For many Latinas, Lopez adds, the guilt that comes from wanting me time can be overwhelming. We put ourselves last because that’s where we—and everyone else—seem to believe we belong. This, in part, could be one of the reasons Latina moms are disproportionately prone to depression and suicide.

Lopez is clear: Putting yourself last is the biggest mistake a mami can make. Our kids need us happy and engaged in our own lives. And we need to be fulfilled as people, in order to be the best moms we can be.

So, how do you make sure you’re preserving your own identity? That’s easy, says Lopez.

  • Ask for help. Get your partner or family or a babysitter to watch the kids. They’ll survive.
  • Put it in writing. Schedule you time into your calendar, and stick to it just as you’d stick to your child’s wellness checkup appointments.
  • Do something you love. This is different for all of us. Whether you join a book club or just go for a long walk, make sure it’s something that connects you with your spirit.
  • Don’t forget sex. Lopez says all power and life force comes from sexuality for women, and that all too often we put sex on the back burner when we become moms.

Read Related: Self-Acceptance For Latina Moms and Daughters

Interestingly, preserving a sense of self is often easier for divorced or single moms, says Lisa Sena, a writer living in Chicago.
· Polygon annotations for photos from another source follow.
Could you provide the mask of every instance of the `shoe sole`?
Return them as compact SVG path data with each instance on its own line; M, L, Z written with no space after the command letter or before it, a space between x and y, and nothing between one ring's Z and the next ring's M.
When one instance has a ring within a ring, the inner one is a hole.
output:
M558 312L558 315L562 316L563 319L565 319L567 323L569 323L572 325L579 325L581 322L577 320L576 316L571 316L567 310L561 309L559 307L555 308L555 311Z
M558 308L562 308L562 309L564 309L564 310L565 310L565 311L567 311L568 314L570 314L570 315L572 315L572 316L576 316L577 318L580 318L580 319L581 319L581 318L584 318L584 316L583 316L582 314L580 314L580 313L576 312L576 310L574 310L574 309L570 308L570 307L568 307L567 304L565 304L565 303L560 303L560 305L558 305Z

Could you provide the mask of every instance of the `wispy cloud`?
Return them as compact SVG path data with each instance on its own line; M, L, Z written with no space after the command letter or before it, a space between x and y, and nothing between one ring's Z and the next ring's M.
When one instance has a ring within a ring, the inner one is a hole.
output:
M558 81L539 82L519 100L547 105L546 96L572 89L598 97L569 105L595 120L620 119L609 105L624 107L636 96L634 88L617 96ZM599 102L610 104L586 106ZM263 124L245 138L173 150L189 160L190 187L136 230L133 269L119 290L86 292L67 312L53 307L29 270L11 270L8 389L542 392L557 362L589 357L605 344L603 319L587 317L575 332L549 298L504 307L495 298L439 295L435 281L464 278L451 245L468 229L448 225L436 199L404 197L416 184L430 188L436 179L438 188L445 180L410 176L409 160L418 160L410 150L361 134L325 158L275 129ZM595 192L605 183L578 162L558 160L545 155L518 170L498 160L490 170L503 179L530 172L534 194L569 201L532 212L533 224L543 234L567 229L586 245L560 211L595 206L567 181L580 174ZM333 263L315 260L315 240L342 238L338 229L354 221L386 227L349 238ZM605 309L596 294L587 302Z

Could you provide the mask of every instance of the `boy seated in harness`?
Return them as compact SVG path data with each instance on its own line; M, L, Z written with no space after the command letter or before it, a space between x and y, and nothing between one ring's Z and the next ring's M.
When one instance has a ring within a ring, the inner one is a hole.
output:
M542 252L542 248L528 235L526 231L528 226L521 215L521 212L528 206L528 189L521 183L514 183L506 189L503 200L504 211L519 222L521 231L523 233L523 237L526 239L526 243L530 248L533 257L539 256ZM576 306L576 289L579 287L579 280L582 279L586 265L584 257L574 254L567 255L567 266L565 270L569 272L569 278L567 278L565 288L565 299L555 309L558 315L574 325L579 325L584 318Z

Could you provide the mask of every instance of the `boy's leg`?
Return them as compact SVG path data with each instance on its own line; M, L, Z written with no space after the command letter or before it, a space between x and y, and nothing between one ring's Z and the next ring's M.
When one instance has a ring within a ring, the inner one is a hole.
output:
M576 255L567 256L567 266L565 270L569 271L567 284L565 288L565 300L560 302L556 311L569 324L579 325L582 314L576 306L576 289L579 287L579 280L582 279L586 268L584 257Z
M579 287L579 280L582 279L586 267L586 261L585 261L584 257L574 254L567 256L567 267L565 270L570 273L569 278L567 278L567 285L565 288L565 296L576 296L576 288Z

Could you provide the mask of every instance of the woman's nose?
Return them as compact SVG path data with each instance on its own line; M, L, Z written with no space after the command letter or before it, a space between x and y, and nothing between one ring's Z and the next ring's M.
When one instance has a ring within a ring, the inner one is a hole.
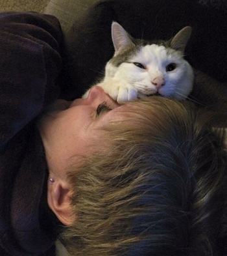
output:
M90 89L88 96L84 100L86 100L87 104L93 105L95 107L103 102L107 102L112 109L120 106L107 94L102 88L97 85Z
M88 96L88 101L91 101L91 102L93 102L95 100L99 99L103 100L106 98L107 95L106 92L104 91L103 89L100 86L93 86L90 89L90 91Z

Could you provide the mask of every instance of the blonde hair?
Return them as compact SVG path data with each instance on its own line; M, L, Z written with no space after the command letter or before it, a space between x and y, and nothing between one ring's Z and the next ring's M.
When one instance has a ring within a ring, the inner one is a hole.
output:
M77 256L215 255L227 195L215 117L160 97L129 104L103 128L106 145L68 173L77 220L62 242Z

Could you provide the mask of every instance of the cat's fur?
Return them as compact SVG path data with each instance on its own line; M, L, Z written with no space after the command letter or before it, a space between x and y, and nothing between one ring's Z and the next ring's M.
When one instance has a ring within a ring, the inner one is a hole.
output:
M184 59L191 33L191 28L185 27L169 41L147 42L133 38L113 22L115 53L106 65L103 80L96 85L120 104L154 94L185 100L194 78L192 68Z

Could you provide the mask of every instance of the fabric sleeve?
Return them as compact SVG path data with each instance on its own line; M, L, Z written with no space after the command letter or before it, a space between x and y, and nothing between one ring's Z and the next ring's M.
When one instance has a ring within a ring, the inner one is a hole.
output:
M0 13L0 149L60 93L62 32L35 12Z

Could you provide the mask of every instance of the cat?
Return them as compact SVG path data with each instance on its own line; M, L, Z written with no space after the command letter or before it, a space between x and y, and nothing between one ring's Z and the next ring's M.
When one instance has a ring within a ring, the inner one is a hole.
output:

Lisa says her entire identity was wrapped up in motherhood until she was forced through shared custody to spend time apart from her kids every week. The surprising result? She rekindled her passion for communication, and reconnected with adult friends after years of spending most of her time with kids. “It did wonders for my self-esteem,” she says.

Rachelle Herrera, mom to two young children, has been successful at preserving her own true self after motherhood, while married. Even though she is a dedicated and very involved mother, Herrera still takes time out to do her two favorite things on her own: modeling for pinup photographs, and performing with an Aztec dance troupe. It’s all about balance, she says. “I spend a lot of time with my kids,” Herrera says. “I make sure not to spread myself too thin, so I don’t feel guilty, but fulfilled.”

Miami mom Maria Elena Barrios-Mendez states that she makes sure to make time for herself a top priority. Rancho mom Virginia Maestas agrees with her, though she admits that it isn’t always easy to follow her own advice. As with everything else, taking care of ourselves takes commitment and work. But it’s worth it. “There is no more attractive person, male or female, than one who cultivates his or her own interests,” says Maestas.

Finally, Lopez wants to remind all mamis that children grow up and move away, eventually. “If you don’t have balance in your life all the way through, what are you going to have left when your children start their own lives? You have to feed those parts of you that make you you.”